All orchestras worthy of the name have personalities, and no two are alike. Compared with some American orchestras — the 177-year-old New York Philharmonic, for instance — the National Philharmonic is still a relative toddler. But it most definitely has a distinctive personality, as I am pleasantly reminded once or twice a season, when I hear them at Strathmore.
The strings are rich, lustrous and, best of all, they can move. The wind choirs are pungent and full of character. Those French horns, whether playing as a duo, quartet or octet, are simply a joy to hear. Piotr Gajewski, the orchestra’s Polish-born music director, has good ideas and the technique to achieve them. Instead of a baton, he uses the most economical hand gestures to communicate with his musicians. The vibe in the audience is that everybody onstage is happy, and maybe a little proud to be there, and the music sounds that way.
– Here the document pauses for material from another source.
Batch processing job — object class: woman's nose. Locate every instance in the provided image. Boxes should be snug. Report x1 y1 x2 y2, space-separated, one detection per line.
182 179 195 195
Saturday night’s program re-created a 1943 Carnegie Hall concert in which a 25-year-old Leonard Bernstein, with virtually no notice, stepped in to conduct for the ailing Bruno Walter. The concert was broadcast on radio nationally and proved to be the career launch of one of America’s most gifted composer-conductors. Gajewski, incidentally, studied with Bernstein at Tanglewood.
Schumann’s moody overture to his incidental music for Byron’s “Manfred” was the opener. From there on, it was one orchestral showpiece after another, each beautifully wrought. The Theme, Variation, and Finale, Op. 13 was the first great success of the Hungarian American Miklós Rózsa, certainly opening doors to his storied career in Hollywood. The orchestra handled its heady blend of lush 1930s sound and Hungarian folk sources persuasively. Heavier lifting awaited in Strauss’s “Don Quixote,” where solo cellist Zuill Bailey and violist Roberto Díaz added their superb playing to a touchingly human reading of this challenging work. Finally, the prelude to Wagner’s “Die Meistersinger,” in an ample, forthright and earnest performance, seemed both a summation and a valediction.